Summary of Energy-Aware Scheduling workshop, Linux Kernel Summit 2014Posted on Thursday, September 11, 2014 in Blog By Mike Turquette
Summary of Energy-Aware Scheduling workshop, Linux Kernel Summit 2014
What is energy-aware scheduling?
A topic of increasing interest is the push for energy awareness in the Linux kernel scheduler. While the topic is broad and deep, the general goal is to adapt the Linux kernel scheduler to take into account the energy cost of the decisions it makes and, with knowledge of the underlying hardware platform, make more intelligent decisions that can save power whilst maintaining existing performance levels.
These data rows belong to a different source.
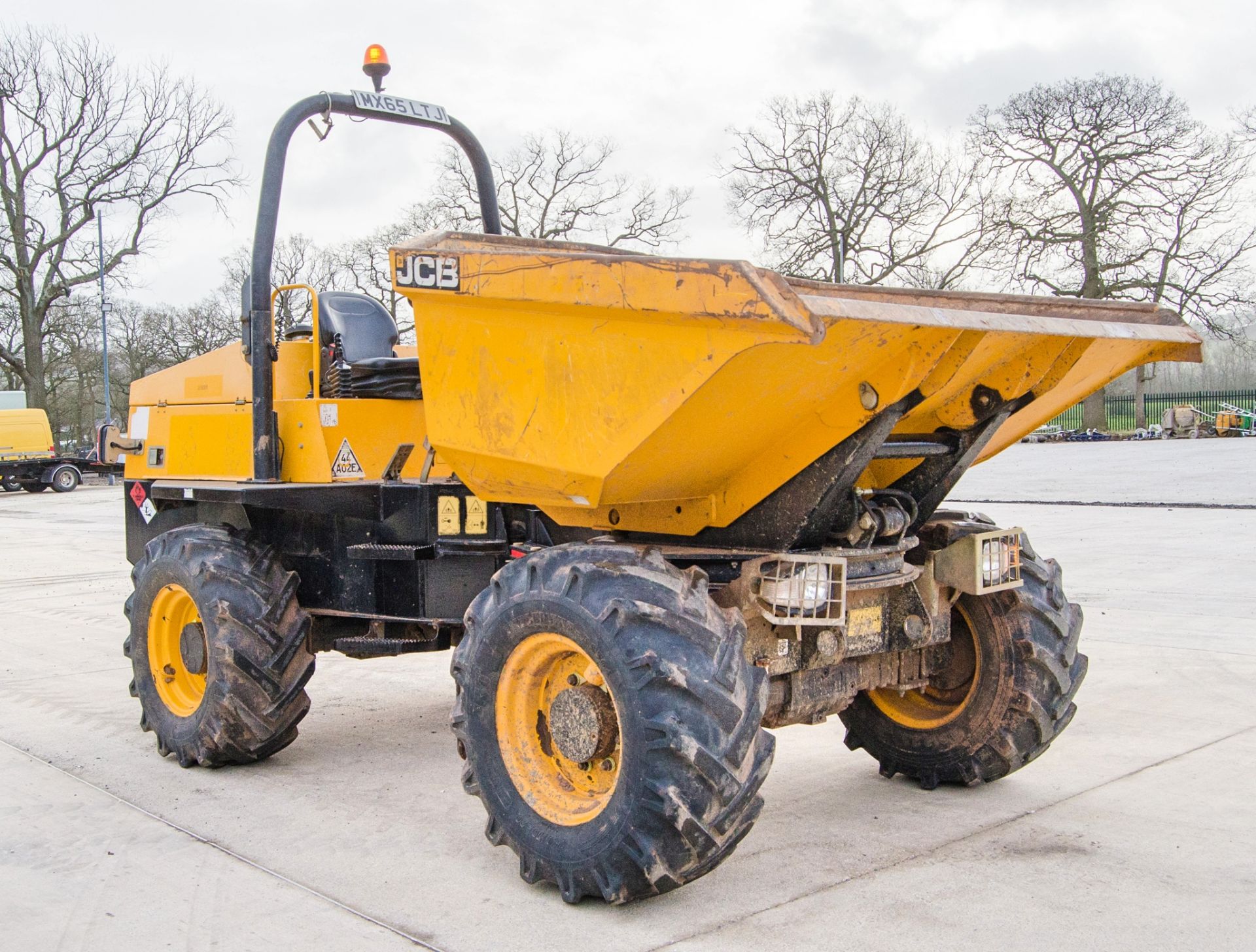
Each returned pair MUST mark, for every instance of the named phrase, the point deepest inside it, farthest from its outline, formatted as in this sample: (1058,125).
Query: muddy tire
(1017,701)
(690,756)
(218,647)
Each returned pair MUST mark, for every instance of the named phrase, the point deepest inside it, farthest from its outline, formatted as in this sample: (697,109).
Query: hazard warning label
(447,515)
(345,465)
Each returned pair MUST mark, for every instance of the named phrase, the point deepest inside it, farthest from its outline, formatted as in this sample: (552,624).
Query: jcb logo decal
(427,271)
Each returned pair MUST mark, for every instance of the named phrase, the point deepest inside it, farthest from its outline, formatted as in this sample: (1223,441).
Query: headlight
(795,585)
(1000,560)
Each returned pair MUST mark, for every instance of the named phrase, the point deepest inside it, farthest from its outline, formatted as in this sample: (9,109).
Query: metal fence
(1121,410)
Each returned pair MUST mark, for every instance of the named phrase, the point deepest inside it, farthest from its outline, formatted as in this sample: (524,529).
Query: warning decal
(478,517)
(345,465)
(447,515)
(140,496)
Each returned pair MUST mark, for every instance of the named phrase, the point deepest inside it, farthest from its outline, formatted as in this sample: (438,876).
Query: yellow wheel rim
(562,790)
(180,688)
(947,694)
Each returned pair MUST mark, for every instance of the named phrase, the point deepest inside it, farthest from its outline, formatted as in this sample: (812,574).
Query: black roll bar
(266,458)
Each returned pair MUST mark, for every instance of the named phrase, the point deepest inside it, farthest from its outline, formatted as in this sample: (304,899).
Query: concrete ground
(1136,830)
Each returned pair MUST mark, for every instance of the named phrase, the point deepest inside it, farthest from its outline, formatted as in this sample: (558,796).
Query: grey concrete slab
(366,807)
(1128,471)
(82,870)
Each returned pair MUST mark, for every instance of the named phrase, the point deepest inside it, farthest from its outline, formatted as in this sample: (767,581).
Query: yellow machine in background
(656,504)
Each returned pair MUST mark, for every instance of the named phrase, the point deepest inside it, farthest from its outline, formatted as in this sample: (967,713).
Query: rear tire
(243,696)
(691,754)
(65,479)
(1018,701)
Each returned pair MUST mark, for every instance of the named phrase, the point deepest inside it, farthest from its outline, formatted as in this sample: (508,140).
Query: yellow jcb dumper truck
(655,505)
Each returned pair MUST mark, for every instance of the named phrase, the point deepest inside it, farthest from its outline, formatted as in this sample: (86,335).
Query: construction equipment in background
(1235,421)
(656,505)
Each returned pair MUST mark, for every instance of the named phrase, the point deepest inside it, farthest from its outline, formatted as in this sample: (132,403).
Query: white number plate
(397,106)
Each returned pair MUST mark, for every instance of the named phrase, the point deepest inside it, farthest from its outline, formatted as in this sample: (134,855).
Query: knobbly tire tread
(1043,628)
(691,793)
(258,647)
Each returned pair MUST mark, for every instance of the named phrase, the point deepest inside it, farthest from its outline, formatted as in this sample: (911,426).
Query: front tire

This general goal will be achieved through many efforts including new tools to help test changes and validate assumptions, as well as the integration of existing power management subsystems such as CPUfreq and CPUidle with the scheduler. The end result will be Linux-powered devices that consume less energy, manage thermal events with panache and perhaps are even more performant. This is a boon for battery-powered mobile devices, big iron data centers and everything in between and the backgrounds of the workshop attendees reflect that.
The 2014 edition of the Linux Kernel Summit hosted a single day workshop focused on the topic. The original agenda can be found here.
Morten Rasmussen from ARM organized and ran the session, and started things off with a look at the current state of tooling around energy-aware scheduling. Daniel Lezcano and myself, both from Linaro, discussed the recently announced idlestat and rt-app tools. The former is a trace analyzer based on a per-platform energy model to help estimate the energy consumption of a measured workload. Using this tool one can validate changes to the Linux scheduler and get a good idea of whether the change brings a net gain or loss in terms of energy consumption without having to set up actual power measurement hardware in a laboratory setting. Linaro has created a workload generator based on rt-app that allows for simple and complex workloads to be specified in a JSON format and executed on a target to see how the scheduler reacts. One of the key benefits of the tool is that it has lightweight dependencies and does not require an Android stack, a requirement of other synthetic workload tools. Standardization around these tools brings a strong benefit to Linaro members, who can use them internally to tune products for optimal power and performance while receiving the benefits of an open source tool that will hopefully receive wide adoption.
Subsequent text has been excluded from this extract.